The Maxicam Standing Incline Bench targets area such as middle and upper pectoral muscles and front deltoids.
The muscles that are affected by this work out are mainly your pectorals and deltoids, but also to a less degree, forearms and triceps. This exercise also helps with your latimus dorsi (lats). There are also back muscles involved that will be strengthened.
Using an incline bench for shoulder exercises can help improve shoulder stability, target specific shoulder muscles more effectively, and reduce strain on the lower back compared to standing exercises.
The triceps muscles are primarily targeted when performing skull crushers.
Incline bench press primarily targets the upper chest muscles, including the pectoralis major and anterior deltoids.
During drag curls, the biceps muscles are primarily targeted.
During lateral raises, the primary muscles targeted are the deltoid muscles, specifically the lateral deltoid.

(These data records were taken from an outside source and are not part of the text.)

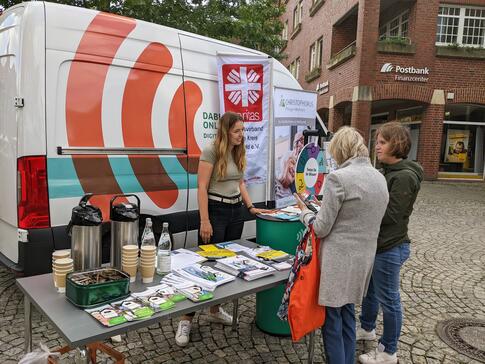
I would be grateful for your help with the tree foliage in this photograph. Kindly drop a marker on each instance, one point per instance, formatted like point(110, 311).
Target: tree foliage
point(251, 23)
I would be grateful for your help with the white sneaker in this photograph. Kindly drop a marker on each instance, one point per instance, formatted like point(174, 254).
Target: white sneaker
point(220, 317)
point(116, 339)
point(182, 336)
point(378, 356)
point(362, 334)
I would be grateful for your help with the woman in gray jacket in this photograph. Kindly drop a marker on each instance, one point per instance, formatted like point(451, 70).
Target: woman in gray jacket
point(354, 201)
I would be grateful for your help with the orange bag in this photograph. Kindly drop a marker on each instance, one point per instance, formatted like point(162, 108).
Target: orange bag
point(304, 313)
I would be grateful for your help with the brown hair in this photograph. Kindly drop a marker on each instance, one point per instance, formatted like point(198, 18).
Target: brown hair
point(347, 143)
point(226, 122)
point(398, 136)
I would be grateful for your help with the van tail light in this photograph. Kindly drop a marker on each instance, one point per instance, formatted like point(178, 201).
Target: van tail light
point(33, 197)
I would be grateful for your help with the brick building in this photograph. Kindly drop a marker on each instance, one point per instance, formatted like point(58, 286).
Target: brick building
point(421, 62)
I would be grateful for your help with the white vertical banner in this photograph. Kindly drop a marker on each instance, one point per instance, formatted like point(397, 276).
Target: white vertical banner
point(244, 88)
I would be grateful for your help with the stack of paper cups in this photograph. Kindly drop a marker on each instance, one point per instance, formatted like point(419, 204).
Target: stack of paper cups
point(60, 267)
point(147, 263)
point(59, 254)
point(129, 260)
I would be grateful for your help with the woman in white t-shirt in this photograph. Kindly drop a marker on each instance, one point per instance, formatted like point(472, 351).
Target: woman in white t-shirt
point(221, 192)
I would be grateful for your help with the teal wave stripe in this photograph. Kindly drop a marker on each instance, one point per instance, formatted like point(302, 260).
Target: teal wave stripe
point(63, 180)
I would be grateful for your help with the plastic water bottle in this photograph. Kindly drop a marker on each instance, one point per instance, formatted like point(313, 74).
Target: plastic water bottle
point(164, 252)
point(148, 239)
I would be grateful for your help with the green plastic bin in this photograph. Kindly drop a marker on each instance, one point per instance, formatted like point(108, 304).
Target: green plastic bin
point(280, 235)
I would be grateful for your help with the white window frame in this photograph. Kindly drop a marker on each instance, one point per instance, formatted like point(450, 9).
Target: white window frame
point(316, 54)
point(385, 30)
point(295, 68)
point(297, 14)
point(461, 25)
point(284, 32)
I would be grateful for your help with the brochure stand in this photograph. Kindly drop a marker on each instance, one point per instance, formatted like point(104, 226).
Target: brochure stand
point(279, 235)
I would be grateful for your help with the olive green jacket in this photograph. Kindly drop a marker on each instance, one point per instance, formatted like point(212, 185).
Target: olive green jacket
point(403, 183)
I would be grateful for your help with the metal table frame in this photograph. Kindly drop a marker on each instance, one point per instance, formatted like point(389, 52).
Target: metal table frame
point(78, 329)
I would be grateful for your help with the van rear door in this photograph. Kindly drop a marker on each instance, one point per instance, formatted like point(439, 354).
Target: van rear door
point(10, 31)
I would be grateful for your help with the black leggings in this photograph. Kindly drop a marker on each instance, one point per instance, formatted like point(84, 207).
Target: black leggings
point(227, 224)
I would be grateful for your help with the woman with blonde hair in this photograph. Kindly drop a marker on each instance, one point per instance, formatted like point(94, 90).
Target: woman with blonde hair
point(220, 192)
point(353, 203)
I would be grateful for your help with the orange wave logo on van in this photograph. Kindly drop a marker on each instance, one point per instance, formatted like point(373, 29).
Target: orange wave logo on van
point(84, 95)
point(86, 81)
point(150, 68)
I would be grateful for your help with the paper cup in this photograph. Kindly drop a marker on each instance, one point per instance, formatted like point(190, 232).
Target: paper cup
point(148, 260)
point(130, 248)
point(60, 254)
point(61, 282)
point(148, 249)
point(64, 262)
point(130, 260)
point(130, 253)
point(131, 270)
point(147, 273)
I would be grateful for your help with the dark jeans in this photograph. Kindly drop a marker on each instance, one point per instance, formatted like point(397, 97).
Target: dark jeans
point(384, 291)
point(226, 220)
point(339, 334)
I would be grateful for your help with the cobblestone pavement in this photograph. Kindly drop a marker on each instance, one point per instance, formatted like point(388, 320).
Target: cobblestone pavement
point(444, 278)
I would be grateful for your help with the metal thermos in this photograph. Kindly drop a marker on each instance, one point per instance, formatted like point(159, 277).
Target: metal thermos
point(85, 231)
point(124, 226)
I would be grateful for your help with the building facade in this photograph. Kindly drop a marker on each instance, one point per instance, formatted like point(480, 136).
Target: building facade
point(420, 62)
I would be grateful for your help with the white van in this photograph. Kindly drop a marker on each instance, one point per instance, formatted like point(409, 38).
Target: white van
point(96, 103)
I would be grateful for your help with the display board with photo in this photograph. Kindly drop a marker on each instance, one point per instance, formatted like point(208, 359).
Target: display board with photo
point(457, 146)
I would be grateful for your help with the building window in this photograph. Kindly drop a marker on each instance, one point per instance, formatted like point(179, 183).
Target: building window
point(396, 28)
point(316, 54)
point(284, 32)
point(295, 68)
point(461, 25)
point(297, 14)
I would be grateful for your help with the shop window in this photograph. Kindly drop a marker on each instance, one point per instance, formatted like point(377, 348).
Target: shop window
point(462, 148)
point(396, 27)
point(316, 54)
point(461, 25)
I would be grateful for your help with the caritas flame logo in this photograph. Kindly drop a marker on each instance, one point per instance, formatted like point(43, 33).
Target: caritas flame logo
point(243, 90)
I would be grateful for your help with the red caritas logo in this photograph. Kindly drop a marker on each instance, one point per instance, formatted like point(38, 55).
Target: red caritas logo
point(243, 90)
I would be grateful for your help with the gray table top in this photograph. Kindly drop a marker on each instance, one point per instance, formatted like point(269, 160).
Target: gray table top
point(78, 328)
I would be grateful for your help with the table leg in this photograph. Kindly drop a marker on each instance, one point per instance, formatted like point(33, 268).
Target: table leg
point(82, 356)
point(235, 311)
point(311, 347)
point(27, 325)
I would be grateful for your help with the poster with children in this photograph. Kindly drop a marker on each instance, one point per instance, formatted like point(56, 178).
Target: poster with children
point(457, 146)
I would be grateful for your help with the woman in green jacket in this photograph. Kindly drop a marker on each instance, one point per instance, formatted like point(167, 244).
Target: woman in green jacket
point(403, 179)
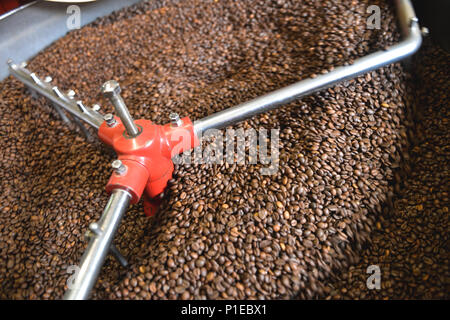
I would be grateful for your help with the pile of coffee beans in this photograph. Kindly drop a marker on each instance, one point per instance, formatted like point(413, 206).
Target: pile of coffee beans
point(411, 238)
point(223, 231)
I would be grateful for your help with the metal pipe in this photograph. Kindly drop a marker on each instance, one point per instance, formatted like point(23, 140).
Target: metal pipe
point(99, 246)
point(410, 44)
point(90, 116)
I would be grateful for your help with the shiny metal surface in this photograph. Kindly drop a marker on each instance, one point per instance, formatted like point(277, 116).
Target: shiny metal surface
point(411, 42)
point(111, 90)
point(54, 94)
point(99, 245)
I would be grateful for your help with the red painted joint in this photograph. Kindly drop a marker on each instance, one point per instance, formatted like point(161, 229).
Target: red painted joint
point(147, 157)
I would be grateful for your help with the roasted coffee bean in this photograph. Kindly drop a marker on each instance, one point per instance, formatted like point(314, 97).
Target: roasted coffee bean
point(362, 175)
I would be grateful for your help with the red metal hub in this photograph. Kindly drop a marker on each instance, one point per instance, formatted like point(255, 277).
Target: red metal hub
point(147, 157)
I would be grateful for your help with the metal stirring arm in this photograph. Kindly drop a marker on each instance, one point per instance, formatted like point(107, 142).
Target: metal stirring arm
point(102, 232)
point(59, 99)
point(412, 39)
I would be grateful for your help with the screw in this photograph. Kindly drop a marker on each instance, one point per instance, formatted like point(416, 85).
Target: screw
point(111, 90)
point(110, 120)
point(94, 228)
point(118, 167)
point(175, 119)
point(71, 94)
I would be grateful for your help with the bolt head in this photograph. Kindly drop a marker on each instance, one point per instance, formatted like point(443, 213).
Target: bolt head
point(111, 88)
point(118, 167)
point(425, 31)
point(110, 120)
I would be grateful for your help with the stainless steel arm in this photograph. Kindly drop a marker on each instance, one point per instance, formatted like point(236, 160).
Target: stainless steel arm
point(59, 99)
point(412, 40)
point(99, 246)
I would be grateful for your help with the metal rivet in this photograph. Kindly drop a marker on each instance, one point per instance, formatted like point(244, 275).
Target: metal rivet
point(118, 166)
point(110, 120)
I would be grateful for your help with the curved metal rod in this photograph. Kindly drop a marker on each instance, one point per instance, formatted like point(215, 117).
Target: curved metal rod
point(410, 44)
point(99, 246)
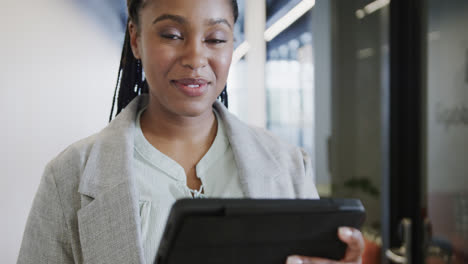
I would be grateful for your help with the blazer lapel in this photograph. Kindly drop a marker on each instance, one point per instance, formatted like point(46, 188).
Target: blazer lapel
point(259, 172)
point(109, 218)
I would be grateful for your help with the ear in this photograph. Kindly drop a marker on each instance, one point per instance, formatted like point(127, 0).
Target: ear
point(134, 39)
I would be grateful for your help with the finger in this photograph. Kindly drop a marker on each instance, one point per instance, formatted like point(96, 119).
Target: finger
point(309, 260)
point(355, 242)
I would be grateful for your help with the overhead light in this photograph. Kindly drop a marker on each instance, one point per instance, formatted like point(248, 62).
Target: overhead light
point(290, 17)
point(371, 8)
point(240, 52)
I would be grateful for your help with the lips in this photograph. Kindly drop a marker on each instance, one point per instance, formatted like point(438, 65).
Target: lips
point(192, 87)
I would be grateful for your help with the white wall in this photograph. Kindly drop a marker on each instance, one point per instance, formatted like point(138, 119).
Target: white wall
point(57, 75)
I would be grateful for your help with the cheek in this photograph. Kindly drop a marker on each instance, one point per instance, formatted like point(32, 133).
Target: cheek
point(222, 64)
point(157, 61)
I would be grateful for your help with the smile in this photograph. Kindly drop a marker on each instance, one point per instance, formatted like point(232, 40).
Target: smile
point(192, 87)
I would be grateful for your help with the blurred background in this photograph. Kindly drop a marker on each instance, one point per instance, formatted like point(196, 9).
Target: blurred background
point(375, 91)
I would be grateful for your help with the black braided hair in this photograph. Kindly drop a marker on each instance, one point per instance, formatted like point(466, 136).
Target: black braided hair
point(130, 79)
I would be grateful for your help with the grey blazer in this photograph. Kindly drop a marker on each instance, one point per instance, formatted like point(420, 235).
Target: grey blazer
point(86, 209)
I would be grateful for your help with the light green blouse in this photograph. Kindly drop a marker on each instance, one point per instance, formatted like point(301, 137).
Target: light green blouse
point(161, 181)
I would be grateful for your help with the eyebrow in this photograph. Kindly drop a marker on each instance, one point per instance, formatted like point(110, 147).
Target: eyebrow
point(181, 20)
point(212, 22)
point(178, 19)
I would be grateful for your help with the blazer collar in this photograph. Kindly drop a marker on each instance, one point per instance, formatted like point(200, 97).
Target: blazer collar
point(259, 171)
point(110, 160)
point(109, 218)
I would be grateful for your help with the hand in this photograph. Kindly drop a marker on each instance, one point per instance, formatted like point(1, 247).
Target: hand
point(353, 239)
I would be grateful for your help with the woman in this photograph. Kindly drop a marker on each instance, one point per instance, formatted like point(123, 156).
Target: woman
point(106, 198)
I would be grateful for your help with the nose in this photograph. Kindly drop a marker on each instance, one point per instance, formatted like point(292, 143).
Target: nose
point(194, 55)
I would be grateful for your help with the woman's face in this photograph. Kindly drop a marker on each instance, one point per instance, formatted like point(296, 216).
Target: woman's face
point(186, 48)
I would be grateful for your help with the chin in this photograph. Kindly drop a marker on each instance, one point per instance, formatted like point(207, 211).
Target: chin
point(194, 109)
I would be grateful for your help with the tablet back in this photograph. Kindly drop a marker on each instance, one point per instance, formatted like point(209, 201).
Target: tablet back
point(256, 231)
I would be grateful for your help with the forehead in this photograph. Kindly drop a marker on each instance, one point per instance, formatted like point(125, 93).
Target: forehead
point(191, 9)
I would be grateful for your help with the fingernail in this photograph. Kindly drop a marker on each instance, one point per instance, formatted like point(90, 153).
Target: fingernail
point(294, 260)
point(345, 232)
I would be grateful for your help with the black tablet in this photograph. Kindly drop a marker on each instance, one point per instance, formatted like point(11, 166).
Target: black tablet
point(256, 231)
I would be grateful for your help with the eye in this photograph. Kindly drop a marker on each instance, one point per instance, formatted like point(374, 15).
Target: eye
point(171, 36)
point(216, 41)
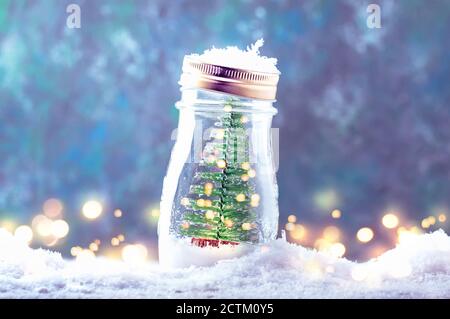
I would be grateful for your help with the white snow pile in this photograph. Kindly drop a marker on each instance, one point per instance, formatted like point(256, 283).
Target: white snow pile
point(233, 57)
point(416, 268)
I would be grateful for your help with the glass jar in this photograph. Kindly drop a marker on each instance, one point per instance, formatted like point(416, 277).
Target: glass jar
point(219, 196)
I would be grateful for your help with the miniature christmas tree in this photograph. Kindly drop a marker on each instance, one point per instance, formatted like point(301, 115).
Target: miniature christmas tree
point(219, 206)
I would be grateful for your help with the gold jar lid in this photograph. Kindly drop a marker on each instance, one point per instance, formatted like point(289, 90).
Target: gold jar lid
point(245, 83)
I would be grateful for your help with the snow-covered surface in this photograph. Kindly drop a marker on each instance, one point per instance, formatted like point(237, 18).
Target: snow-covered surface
point(419, 267)
point(234, 57)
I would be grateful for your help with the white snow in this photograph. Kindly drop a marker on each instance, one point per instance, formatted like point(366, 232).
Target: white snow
point(419, 267)
point(233, 57)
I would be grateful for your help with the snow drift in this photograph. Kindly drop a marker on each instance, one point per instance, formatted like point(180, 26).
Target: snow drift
point(419, 267)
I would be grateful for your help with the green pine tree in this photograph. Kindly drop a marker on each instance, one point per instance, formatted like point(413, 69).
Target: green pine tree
point(222, 200)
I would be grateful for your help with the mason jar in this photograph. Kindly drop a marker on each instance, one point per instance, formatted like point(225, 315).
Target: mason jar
point(219, 197)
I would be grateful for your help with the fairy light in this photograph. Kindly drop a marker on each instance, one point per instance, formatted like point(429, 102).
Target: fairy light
point(59, 228)
point(336, 214)
point(92, 209)
point(299, 232)
point(74, 251)
point(93, 247)
point(390, 221)
point(24, 234)
point(118, 213)
point(115, 241)
point(364, 234)
point(228, 223)
point(221, 163)
point(185, 201)
point(52, 208)
point(134, 254)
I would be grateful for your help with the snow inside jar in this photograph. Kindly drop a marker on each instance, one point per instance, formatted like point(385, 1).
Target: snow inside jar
point(219, 198)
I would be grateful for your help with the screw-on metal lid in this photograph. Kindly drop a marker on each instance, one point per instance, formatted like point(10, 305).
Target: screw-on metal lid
point(245, 83)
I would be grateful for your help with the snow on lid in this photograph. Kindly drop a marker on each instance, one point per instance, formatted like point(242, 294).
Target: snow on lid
point(233, 57)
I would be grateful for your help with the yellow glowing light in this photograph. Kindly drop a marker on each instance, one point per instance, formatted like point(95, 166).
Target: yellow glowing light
point(337, 249)
point(228, 108)
point(228, 223)
point(92, 209)
point(115, 241)
point(85, 255)
point(185, 201)
point(8, 225)
point(289, 226)
point(336, 213)
point(425, 223)
point(299, 232)
point(390, 221)
point(75, 250)
point(134, 254)
point(44, 226)
point(59, 228)
point(24, 233)
point(331, 233)
point(364, 235)
point(210, 214)
point(221, 164)
point(52, 207)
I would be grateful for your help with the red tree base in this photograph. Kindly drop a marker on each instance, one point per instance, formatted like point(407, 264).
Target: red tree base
point(203, 242)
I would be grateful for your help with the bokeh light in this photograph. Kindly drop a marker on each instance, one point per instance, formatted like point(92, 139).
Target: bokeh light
point(364, 234)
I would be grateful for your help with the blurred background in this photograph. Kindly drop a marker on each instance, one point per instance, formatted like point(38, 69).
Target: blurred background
point(86, 117)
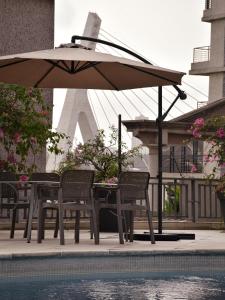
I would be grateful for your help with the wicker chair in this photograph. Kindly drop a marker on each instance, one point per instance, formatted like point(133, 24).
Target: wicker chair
point(47, 199)
point(76, 194)
point(131, 196)
point(12, 199)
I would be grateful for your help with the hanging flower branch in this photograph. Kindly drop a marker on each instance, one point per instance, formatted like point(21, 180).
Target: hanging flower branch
point(25, 128)
point(212, 131)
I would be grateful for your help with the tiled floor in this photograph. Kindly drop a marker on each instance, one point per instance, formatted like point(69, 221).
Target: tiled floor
point(204, 240)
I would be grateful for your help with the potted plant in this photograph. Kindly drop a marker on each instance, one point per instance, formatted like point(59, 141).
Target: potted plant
point(103, 157)
point(25, 129)
point(212, 131)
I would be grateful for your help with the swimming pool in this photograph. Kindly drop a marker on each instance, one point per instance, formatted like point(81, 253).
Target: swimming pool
point(158, 276)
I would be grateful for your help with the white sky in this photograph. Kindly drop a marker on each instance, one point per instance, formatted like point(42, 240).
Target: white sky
point(164, 31)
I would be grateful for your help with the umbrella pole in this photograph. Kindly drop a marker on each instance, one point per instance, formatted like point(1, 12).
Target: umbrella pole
point(181, 95)
point(159, 125)
point(119, 145)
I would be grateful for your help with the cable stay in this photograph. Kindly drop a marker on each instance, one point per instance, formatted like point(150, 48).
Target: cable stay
point(118, 40)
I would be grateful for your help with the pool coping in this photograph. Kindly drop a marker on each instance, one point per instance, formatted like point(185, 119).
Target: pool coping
point(111, 253)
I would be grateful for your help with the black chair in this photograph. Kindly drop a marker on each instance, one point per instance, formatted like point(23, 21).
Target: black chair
point(131, 196)
point(11, 198)
point(47, 198)
point(76, 194)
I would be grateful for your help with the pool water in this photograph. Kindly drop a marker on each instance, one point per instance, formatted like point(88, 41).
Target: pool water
point(137, 286)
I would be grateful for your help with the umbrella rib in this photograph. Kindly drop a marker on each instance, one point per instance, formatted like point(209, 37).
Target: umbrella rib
point(86, 66)
point(57, 65)
point(103, 75)
point(150, 73)
point(44, 76)
point(65, 65)
point(14, 63)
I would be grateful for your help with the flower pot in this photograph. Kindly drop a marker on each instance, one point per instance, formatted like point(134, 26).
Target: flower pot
point(221, 197)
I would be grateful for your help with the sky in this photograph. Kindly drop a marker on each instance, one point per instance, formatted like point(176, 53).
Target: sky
point(164, 31)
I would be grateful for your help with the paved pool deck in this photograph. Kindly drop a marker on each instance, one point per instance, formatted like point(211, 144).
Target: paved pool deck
point(205, 240)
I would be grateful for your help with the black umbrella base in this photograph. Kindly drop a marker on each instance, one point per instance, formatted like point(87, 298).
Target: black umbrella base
point(164, 236)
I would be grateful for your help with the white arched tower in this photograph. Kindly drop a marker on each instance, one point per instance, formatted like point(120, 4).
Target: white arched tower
point(76, 108)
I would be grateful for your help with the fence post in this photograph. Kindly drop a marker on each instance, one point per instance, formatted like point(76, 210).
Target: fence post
point(194, 199)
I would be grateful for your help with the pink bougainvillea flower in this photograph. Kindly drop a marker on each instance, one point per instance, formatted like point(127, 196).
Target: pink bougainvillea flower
point(17, 137)
point(206, 158)
point(1, 133)
point(23, 178)
point(196, 133)
point(44, 113)
point(220, 133)
point(112, 180)
point(193, 169)
point(33, 140)
point(11, 158)
point(200, 122)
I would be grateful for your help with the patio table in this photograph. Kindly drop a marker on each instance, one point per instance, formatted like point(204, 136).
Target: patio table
point(34, 200)
point(106, 192)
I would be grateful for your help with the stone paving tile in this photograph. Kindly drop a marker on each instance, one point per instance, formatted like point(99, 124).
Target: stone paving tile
point(109, 243)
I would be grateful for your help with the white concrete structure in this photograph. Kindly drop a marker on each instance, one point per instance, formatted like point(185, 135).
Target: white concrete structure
point(210, 61)
point(76, 108)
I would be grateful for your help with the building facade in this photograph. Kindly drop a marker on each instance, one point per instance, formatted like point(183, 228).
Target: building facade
point(27, 25)
point(210, 60)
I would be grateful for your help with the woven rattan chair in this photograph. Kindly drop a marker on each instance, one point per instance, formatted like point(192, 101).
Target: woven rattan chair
point(12, 199)
point(76, 194)
point(47, 200)
point(131, 196)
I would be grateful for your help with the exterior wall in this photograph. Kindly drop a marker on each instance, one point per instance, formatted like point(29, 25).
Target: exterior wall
point(27, 25)
point(76, 108)
point(215, 67)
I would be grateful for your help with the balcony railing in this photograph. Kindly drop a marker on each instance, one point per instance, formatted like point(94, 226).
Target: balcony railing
point(182, 163)
point(201, 54)
point(208, 4)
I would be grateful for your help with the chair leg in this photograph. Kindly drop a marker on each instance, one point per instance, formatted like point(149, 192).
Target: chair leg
point(131, 225)
point(124, 215)
point(95, 225)
point(25, 230)
point(56, 224)
point(97, 210)
point(61, 226)
point(44, 214)
point(91, 227)
point(119, 218)
point(77, 227)
point(13, 223)
point(150, 223)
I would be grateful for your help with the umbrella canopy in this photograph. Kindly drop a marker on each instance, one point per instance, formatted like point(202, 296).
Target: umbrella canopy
point(70, 66)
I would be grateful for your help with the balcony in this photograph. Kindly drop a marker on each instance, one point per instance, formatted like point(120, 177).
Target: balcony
point(208, 4)
point(201, 54)
point(201, 61)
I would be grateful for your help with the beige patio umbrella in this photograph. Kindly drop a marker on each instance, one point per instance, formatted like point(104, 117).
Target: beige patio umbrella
point(74, 66)
point(71, 66)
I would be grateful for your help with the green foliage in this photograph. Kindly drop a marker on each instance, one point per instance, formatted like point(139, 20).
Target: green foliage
point(25, 128)
point(173, 200)
point(212, 131)
point(104, 158)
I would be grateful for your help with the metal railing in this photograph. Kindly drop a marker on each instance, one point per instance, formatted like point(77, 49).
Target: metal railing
point(188, 199)
point(208, 4)
point(201, 54)
point(182, 164)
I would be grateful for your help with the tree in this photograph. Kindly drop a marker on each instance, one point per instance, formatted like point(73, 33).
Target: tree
point(104, 158)
point(25, 128)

The primary muscles targeted during a lat raise exercise are the deltoid muscles in the shoulders.
During lateral raises, the primary muscles targeted are the deltoid muscles, specifically the lateral deltoid.
The muscles primarily targeted during back squats are the quadriceps, hamstrings, glutes, and lower back muscles.
The primary muscles targeted when performing a back lever exercise are the latissimus dorsi, the core muscles, and the muscles in the shoulders and arms.
During lateral raises exercises, the primary muscles targeted are the deltoid muscles, specifically the lateral deltoid.
The triceps muscles are primarily targeted during dumbbell skull crushers.